• Question: why do you think that your job is important and why are you a scientist e.g to help people?

    Asked by 535cesf27 to Kylie, Matt, Bex, RobB, Sam on 12 Jun 2016.
    • Photo: Rob Brass

      Rob Brass answered on 12 Jun 2016:


      Well I feel like my job is important in 2 ways. I do day to day work like planning radiotherapy treatments, making measurements on the machines, etc. This helps the department run smoothly and safely and means patients can receive a good standard of care. Also, I work on lots of different projects and clinical trials which look into alternative ways of treating with radiotherapy. These projects are important to keep improving our service and improve our cure rates while reducing side effects.

      Personally, yes I’m in it to help people. I did my physics degree at Cardiff which is heavily involved in astronomy, I hadnt really heard of medical physics until my 1st year at uni. Straight away it stood out as a way to use my physics skillls to directly help people.

    • Photo: Sam Briggs

      Sam Briggs answered on 12 Jun 2016:


      Hi 535cesf27,

      You’ve hit on a really interesting aspect of societal understanding of science here and one that I think warrants a slightly lengthy answer – please bear with me!

      It all depends on what you mean by important – I think pretty much every job that everyone in the world does is important to some extent, if someone didn’t do their bit of the work then maybe somewhere down the line someone else loses out or gets hurt. I think the thing with the sciences is, they can be quite speculative, we’re trying to create answers to problems that don’t exist yet – and I think that investing in future problems is a good thing as we can’t predict what is yet to come. So in that sens e – yes I think being a scientist is very important. But saying things like that makes people think that science is only about big breakthroughs or game changing things. Sometimes it’s about completions a picture of our understanding or just finding new things that are cool without knowing how we might use them yet. But as Douglas Adams once said, can’t a garden be beautiful without believing that there are fairies at the bottom of it?

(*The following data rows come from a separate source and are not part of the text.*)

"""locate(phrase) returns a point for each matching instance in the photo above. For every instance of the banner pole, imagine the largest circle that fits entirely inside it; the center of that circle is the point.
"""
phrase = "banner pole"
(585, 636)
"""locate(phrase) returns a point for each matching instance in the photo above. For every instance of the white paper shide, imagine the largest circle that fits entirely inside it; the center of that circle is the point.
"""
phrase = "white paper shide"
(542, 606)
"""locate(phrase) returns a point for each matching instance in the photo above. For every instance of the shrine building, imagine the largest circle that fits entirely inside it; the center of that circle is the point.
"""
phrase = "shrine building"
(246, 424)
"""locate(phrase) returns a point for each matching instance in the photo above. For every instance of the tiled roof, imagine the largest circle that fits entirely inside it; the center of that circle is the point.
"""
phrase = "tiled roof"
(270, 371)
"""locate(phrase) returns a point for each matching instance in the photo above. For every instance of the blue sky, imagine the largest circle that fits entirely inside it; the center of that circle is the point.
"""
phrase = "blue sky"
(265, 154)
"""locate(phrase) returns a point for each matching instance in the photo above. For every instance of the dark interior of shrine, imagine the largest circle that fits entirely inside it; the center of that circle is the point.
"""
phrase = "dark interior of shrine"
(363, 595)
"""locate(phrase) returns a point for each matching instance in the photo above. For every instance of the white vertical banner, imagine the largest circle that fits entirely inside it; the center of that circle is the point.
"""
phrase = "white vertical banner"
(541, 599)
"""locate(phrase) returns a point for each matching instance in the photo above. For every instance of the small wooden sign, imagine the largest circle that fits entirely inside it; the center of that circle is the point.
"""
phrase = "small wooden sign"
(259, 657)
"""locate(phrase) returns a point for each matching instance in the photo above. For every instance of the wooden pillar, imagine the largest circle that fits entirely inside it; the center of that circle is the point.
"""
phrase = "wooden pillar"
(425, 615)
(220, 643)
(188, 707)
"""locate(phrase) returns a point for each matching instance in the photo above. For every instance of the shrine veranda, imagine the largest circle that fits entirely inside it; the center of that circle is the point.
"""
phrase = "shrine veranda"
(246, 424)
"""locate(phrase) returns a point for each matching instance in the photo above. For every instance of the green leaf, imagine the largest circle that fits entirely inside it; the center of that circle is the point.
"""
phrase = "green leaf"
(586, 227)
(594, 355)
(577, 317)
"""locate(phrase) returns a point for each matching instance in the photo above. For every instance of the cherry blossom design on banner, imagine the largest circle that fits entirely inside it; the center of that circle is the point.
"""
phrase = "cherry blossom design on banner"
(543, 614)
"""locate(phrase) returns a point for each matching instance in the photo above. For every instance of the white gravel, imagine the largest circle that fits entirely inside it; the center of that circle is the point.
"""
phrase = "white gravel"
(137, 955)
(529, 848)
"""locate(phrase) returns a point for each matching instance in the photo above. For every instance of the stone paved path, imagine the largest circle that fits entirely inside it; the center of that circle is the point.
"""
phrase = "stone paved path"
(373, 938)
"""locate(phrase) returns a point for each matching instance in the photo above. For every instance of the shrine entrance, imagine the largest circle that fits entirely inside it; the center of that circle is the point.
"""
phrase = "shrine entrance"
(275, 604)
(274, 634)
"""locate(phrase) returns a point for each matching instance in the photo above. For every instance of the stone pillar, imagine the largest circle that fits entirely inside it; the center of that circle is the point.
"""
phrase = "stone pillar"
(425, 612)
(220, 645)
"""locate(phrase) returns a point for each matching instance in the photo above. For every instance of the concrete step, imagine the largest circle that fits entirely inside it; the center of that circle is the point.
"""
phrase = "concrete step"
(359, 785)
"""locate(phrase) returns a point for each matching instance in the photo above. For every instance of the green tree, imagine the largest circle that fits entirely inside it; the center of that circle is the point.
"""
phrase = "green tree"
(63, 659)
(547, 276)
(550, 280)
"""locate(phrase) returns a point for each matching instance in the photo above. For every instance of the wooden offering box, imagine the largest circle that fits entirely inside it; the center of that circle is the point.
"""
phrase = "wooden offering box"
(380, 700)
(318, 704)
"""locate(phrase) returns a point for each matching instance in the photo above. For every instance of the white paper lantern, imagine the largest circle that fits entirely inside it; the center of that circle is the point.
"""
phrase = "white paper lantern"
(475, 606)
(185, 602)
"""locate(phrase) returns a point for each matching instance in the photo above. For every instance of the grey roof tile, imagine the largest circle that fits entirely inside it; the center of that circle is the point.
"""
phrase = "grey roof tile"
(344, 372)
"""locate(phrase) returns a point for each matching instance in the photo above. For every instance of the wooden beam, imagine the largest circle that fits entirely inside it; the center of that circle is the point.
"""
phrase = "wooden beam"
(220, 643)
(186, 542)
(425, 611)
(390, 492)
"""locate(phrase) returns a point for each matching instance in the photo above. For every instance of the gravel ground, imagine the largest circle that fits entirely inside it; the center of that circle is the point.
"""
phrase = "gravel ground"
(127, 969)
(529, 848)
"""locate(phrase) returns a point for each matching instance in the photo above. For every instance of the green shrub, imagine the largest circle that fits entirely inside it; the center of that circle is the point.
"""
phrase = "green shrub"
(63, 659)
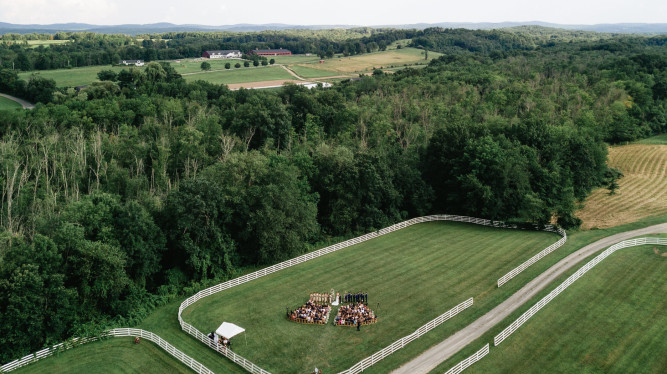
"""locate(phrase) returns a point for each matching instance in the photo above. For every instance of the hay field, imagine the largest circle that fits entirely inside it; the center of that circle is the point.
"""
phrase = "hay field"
(642, 191)
(366, 62)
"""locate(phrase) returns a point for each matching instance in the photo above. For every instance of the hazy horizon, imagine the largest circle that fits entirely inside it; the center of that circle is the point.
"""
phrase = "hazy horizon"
(344, 12)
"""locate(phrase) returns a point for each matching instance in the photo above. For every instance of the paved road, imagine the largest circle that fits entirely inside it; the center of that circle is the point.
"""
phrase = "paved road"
(25, 104)
(430, 359)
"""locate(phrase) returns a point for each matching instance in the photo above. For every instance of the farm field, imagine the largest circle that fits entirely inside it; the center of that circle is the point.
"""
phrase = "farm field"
(113, 355)
(642, 191)
(611, 320)
(162, 321)
(241, 75)
(72, 77)
(411, 277)
(7, 104)
(366, 62)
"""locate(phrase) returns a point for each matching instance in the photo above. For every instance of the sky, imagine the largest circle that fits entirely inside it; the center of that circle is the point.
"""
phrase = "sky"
(338, 12)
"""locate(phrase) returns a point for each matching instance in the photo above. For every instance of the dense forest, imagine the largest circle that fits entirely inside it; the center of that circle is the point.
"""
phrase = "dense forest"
(129, 191)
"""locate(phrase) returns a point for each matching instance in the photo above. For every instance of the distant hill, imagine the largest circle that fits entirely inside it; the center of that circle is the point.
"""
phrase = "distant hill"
(133, 29)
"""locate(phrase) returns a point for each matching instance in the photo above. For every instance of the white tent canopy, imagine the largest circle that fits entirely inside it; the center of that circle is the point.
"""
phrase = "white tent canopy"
(229, 330)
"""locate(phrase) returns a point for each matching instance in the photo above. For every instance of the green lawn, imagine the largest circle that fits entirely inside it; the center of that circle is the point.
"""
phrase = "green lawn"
(654, 140)
(45, 43)
(241, 75)
(7, 104)
(113, 355)
(295, 59)
(612, 320)
(72, 77)
(163, 320)
(411, 276)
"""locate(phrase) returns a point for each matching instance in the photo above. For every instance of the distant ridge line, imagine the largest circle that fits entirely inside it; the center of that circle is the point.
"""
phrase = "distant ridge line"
(161, 27)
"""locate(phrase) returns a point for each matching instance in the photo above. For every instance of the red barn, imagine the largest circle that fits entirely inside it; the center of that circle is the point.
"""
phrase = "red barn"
(271, 52)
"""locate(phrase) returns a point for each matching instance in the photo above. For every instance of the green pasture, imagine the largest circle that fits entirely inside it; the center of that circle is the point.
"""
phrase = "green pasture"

      For me, a long way off in the future, my work could be used in a great variety of fields that could help humans, machines, or industry and its that potential that is interesting, but it doesn’t stop a thing being beautiful just for being itself, or demean its importance if there aren’t immediate applications. A lot of very intersting and important science, and most of the breakthroughs (I’m thinking Ada Lovelacer and her work in computing that gives us Bluetooth today), that just aren’t valued or thought of as useful at the time. So work on what you as an individual finds important or intersting, not what someone tells you is!

      Hope that helps?

    • Photo: Matt Dunn

      Matt Dunn answered on 13 Jun 2016:


      Hi 535cesf27,

      I think my job is important because brain disease is a terrible thing, imagine slowly losing all your memories from your lifetime! I have always thought that it is a very unfair thing to suffer with, and any work I can do to contribute to more information, and eventually a cure, is very important. With my model we can get more information on Parkinson’s and Huntington’s than ever before, and help many people.

      That is also why I’m a scientist, to be able to give back and help with the issues that the world faces. I will be old one day, and at risk of brain disease, and it will help me to know that the field is a little bit closer to a cure because of my work as a scientist.